Instances with many benchmarks are slow to process POST to /result/add/
In my system I have 400+ unique benchmarks. Every time a new result is POSTed, the application does a select against the codespeed_result table for every benchmark_id (over 400 select calls). It appears it is doing this to collect all results to update the codespeed_reports table.
This doesn't scale. As more and more benchmarks are added this is just going to get slower and slower.
One potential fix is to replace the 400+ selects with a single call to the DB to pull all of these results into memory at once for processing. This has some implications for overall memory footprint, but like anything it is a trade-off (space versus time).
You are not the first one to be bitten by this. One quick option is to disable the report creation/changes table caching.
A proper fix is more or less what you say. Memory shouldn't be a problem. Even 500 benchmarks each 20 results/revisions shouldn't really be a memory issue.
Is there a short-term patch I can apply to avoid all of that work? I took a look at views.py and see that it calls create_report_if_enough_data which appears to kick off all of those queries. Is it sufficient to just comment that out? Or will that break other things down the line?
FYI, each POST to /result/add/ on a "small" EC2 instance takes 9.5 seconds to complete. So, every time I do a benchmark run I produce about 420 results per iteration (JIT-on, JIT-off, etc). These 420 results take approximately 1 hour and 15 minutes to post to the database. :(
Disabling reports should not break anything else. They are also created on demand if you browse the changes view. Think, they are only useful to be created automatically for the landing page of codespeed.
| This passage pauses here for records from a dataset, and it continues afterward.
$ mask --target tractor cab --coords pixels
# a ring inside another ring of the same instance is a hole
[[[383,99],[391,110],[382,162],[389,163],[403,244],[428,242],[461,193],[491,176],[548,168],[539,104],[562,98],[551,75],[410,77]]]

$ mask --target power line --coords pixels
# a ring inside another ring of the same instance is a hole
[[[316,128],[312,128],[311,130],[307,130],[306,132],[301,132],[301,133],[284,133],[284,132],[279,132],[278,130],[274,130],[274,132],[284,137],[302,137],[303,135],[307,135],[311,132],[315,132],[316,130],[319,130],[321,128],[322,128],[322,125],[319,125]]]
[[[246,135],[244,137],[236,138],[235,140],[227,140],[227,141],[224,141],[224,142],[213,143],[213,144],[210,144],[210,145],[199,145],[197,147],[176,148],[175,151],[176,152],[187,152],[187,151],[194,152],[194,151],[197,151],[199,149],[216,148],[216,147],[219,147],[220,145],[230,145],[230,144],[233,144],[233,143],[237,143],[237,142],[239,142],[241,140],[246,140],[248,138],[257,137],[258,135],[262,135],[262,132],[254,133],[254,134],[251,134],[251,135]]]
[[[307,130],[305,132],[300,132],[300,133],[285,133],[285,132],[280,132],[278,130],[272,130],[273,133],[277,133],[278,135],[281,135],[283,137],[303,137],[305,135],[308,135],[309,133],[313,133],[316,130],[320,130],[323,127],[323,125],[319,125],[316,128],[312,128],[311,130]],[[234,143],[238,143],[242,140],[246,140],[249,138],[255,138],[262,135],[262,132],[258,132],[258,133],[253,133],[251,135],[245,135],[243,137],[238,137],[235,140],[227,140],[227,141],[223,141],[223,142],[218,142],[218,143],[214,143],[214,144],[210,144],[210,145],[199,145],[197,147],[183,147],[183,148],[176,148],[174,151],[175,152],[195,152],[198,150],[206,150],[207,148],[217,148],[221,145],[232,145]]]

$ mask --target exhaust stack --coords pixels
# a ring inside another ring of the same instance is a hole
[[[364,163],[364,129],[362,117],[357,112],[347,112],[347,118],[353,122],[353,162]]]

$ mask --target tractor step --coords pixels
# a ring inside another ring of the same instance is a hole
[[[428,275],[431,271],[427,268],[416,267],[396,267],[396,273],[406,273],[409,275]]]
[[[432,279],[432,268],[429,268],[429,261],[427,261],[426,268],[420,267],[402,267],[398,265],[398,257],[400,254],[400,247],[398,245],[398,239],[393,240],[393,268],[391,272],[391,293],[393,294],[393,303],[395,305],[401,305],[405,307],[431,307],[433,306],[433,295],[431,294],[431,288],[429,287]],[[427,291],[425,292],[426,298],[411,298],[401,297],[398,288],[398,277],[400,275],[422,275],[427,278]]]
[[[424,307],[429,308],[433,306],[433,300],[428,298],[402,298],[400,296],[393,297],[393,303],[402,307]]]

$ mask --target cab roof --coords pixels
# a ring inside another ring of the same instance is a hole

One other option for you might be to post all the results at once via /result/add/json/.
Can you suggest which line I should comment out? I was looking at commenting out create_report_if_enough_data in the add_result method (both in views.py). Is that right?
Yes, commenting that call out in line 839 should do it.
I picked some low-hanging fruits for optimizing Report.get_changes_table generation. It's about 4 times faster now. It would be possible to further optimize it (e.g. get result average for all benchmarks at once), but that might decrease flexibility if one would like to do more analysis.
https://github.com/squiddy/codespeed/tree/report_query_optimization (not fully tested for correctness, but that's the idea).
My question: is this speed-up any help, or is it better to discuss what statistics are planned (@tobami you said you planned for more a lot more statistics) and work out how to do it in an efficient manner?
Of course they are useful!
Bear in mind that for PyPy's dataset it got so heavy that I introduced caching of the changes table. If it gets really efficient we can ditch that, because it introduces problems. For example selecting a different default trend value (admittedly seldom) will render the cached changes table out of date, with actually invalid trend data.
So I want to check how fast it would now be without caching.
Some results on PyPy data with all of the optimizations. It's possible I've misunderstood the code and it's creating wrong results, but I'll clean up the branch and then you can tell me.
from codespeed.models import Report
a = Report.objects.all().order_by('-revision__date')[0]
<Report: Report for Dec 08, 11:17 - 50316:8de6f245c959>
%timeit a.get_changes_table(trend_depth=11)
master: 1 loops, best of 3: 631 ms per loop optimized: 10 loops, best of 3: 22.5 ms per loop (cache hit: 1000 loops, best of 3: 439 us per loop)
I better leave the measuring up to you, but at least it looks promising. :-)
Cleaned up version: https://github.com/squiddy/codespeed/tree/report_query_optimization
That looks quite good!
What do the "cache hit" results really mean? Are they really only 0.439 ms? And why do you change the number of loops for each case? That does not make it apples to apples comparison. It would also be better avg or even worst of instead of best of
Cache hit (self._get_tablecache()) results probably mean nothing, I was just curious how it compares.
I didn't change the loop count myself, I was using the %timeit function of the IPython shell.